Yeah, I've had to catch glimpses of Yo Gabba Gabba a few times thanks to my cousins having kids...it weirds me out to end seeing Weird Al Yankovic willing to be a guest star for one episode (no pun intended with the word choice)...

One reason I tend to be pretty nostalgic is that things are definitely getting worse as the years go by. And I'm not just saying that; I saw a study once suggesting that R-rated movies in 1993 would be rated PG-13 if they were made only a decade later. 

Kids shows are no different, sadly, and I think Ren and Stimpy was part of what started the modern generation of cartoons, even if the preteen-aged ones weren't what the OP was referring to.


----------



## Arshes Nei (Oct 8, 2013)

Nostalgia is a dangerous drug.

As much as I enjoyed seeing the 90's Xmen cartoons (since I was into the comic books) holyshit was the animation inconsistent and horrible.
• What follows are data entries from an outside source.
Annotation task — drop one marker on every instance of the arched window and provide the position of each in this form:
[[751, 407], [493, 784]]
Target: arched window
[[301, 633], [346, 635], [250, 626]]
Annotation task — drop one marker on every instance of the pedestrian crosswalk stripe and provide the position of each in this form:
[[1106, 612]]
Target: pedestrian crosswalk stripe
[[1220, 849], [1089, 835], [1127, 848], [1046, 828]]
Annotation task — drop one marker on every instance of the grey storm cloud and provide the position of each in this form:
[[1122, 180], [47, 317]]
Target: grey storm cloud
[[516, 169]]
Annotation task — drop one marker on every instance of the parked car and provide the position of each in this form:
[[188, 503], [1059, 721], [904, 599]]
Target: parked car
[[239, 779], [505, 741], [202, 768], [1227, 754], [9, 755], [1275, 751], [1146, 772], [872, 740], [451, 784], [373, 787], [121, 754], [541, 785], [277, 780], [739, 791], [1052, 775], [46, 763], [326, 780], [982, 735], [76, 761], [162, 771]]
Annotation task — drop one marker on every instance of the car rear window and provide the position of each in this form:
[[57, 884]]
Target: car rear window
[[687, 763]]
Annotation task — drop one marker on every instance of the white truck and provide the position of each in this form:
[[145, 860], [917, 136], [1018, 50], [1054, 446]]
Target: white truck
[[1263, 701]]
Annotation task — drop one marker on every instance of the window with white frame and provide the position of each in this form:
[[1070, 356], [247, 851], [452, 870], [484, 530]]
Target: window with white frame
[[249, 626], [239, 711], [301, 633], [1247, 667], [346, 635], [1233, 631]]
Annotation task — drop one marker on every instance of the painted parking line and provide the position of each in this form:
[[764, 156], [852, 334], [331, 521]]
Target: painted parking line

Storm was competing for Gandolf's over the top dialog. Rogue's obnoxious scream that makes you punch a few babies. Morph and the magical jacket. 

Then you go back to older cartoons including some of the Tex Avery ones...wtf.


----------



## Demensa (Oct 9, 2013)

Yo Gabba Gabba is one of the weirder ones, but not as strange as Teletubbies and In the Night Garden when it comes to TV for little kids. 
That stuff seems so creepy and sinister when you look back on it now.

I find that little kid's cartoons are moving towards CGI nowadays, though I'd say there's a similar amount of weirdness in them.
It doesn't bother me at all, seeing as those shows are for toddlers.

At least Yo Gabba Gabba featured Jimmy Eat World playing a song on top of giant flying animals.


----------



## Raspberry (Oct 9, 2013)

There have always been oddball cartoons. The 80s through early 2000s were full of them, especially Nickelodeon.


----------



## TrishaCat (Oct 11, 2013)

Yo Gabba Gabba is weird.
Surprisingly, I think I read on Wikipedia that it has adult fans.
It DOES have some retro sounding music in it...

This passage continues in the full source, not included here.